Somada a arrecadação previdenciária no mês, no valor de R$ 10,266 bilhões, o total de tributos recolhidos pela União chegou a R$ 38,991 bilhões em maio, com redução de 13,16% em relação à arrecadação total de abril, embora a Previdência tenha recolhido 3,40% a mais na comparação maio-abril.

Os números foram divulgados hoje (22) pelo secretário-adjunto da Receita, Ricardo Pinheiro. Segundo ele, a diferença a menor é resultado da maior concentração de pagamentos do Imposto de Renda no mês de abril, quando muita gente recolhe o imposto devido em uma única vez, principalmente os valores menores, que não são passíveis de parcelamento.

O secretário disse também que as recentes desonerações fiscais promovidas pelo governo deverão acarretar redução de arrecadação em torno de R$ 9 bilhões este ano.

Por essa razão, os recolhimentos de Imposto de Renda, que haviam atingido R$ 12,928 bilhões em abril, somaram só R$ 9,450 bilhões em maio, com redução de R$ 3,478 bilhões (menos 26,90%).

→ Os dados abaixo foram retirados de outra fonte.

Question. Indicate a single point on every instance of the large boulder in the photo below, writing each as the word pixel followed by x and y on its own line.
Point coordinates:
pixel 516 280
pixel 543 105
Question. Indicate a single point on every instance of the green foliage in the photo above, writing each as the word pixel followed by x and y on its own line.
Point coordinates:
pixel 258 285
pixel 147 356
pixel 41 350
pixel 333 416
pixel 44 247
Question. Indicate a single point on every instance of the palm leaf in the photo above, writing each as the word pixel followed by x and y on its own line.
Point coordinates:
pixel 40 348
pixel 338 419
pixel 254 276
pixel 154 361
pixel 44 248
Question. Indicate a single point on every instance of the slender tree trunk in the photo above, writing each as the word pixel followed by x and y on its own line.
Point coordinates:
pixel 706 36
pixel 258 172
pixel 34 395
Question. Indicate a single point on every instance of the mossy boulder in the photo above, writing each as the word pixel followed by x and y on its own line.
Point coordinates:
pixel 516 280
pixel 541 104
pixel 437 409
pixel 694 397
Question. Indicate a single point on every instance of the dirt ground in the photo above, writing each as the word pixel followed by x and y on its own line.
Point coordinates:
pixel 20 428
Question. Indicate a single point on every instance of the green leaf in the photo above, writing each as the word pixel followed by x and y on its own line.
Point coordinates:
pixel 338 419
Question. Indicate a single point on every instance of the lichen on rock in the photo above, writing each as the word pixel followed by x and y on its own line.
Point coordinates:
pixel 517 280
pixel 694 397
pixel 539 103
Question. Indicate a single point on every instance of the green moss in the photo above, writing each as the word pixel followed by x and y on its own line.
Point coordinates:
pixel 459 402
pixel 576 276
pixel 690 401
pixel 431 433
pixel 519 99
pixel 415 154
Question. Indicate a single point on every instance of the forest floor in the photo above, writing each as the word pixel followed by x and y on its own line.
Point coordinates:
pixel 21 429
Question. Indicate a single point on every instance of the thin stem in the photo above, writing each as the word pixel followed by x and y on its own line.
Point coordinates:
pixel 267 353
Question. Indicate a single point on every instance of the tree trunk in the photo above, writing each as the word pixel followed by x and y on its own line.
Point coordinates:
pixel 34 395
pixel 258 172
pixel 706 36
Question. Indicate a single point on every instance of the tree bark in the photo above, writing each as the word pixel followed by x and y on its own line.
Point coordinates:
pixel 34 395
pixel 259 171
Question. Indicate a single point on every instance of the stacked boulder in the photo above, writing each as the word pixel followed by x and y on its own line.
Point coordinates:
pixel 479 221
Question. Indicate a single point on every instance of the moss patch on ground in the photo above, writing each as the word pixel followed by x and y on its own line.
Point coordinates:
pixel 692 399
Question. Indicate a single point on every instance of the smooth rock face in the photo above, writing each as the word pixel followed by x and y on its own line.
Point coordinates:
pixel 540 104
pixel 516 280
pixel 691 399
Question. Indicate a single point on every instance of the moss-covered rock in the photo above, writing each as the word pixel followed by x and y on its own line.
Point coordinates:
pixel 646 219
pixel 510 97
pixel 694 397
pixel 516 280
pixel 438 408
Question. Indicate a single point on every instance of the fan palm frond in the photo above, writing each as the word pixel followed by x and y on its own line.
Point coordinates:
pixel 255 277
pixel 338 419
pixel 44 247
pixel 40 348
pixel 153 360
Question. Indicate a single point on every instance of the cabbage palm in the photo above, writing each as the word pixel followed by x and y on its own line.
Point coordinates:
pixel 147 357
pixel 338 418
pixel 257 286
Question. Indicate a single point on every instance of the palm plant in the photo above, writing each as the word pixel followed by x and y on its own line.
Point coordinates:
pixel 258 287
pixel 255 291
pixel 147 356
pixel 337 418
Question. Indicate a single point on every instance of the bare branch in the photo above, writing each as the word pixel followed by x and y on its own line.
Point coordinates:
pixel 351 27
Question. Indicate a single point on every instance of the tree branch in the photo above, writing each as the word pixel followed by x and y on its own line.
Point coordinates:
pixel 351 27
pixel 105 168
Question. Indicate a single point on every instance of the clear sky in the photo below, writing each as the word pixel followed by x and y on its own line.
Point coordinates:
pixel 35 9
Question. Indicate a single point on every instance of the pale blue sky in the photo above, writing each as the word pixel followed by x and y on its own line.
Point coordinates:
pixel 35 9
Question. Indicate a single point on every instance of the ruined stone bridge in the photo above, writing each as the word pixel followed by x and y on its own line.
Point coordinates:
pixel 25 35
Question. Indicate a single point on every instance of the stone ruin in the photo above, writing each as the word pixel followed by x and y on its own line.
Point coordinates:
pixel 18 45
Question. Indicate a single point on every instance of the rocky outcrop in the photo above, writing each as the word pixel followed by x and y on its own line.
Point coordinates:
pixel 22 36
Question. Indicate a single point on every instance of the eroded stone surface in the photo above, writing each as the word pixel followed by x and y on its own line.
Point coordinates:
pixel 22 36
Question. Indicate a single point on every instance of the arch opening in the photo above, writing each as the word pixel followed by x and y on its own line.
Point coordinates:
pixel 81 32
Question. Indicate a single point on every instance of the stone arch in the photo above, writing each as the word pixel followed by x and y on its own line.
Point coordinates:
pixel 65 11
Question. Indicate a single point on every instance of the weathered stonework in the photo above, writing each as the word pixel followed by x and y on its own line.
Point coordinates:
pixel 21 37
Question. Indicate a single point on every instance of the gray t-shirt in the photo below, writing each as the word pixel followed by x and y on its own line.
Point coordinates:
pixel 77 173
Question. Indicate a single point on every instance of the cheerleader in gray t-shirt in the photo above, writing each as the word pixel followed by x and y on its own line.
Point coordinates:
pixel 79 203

Mas, retirando-se a questão sazonal, quando se trata de períodos de apuração diferentes, Ricardo Pinheiro disse que a arrecadação de maio "foi dentro do esperado", com aumento de 8,21% no recolhimento de Imposto de Renda.

No ano, a arrecadação total soma R$ 154,344 bilhões, com crescimento nominal de 22,45%, comparado aos R$ 143,032 bilhões recolhidos com impostos e contribuições federais de janeiro a maio do ano passado, com destaque para os aumentos de arrecadação no Imposto de Renda (+10,83%), Imposto sobre Operações Financeiras (+9,85%), Contribuição para o PIS/Pasep (+11,54%) e Contribuição Social sobre o Lucro Líquido (+9,33%).

O desempenho da arrecadação do Imposto sobre Produto Industrial (IPI) manteve o mesmo patamar no ano, em relação ao mesmo período de 2005. Atingiu recolhimentos de R$ 10,672 bilhões de janeiro a maio, com crescimento de 2,18%, e pequenas oscilações nas diferentes contas. As maiores altas se deram no recolhimento de IPI sobre automóveis, bebidas e importações.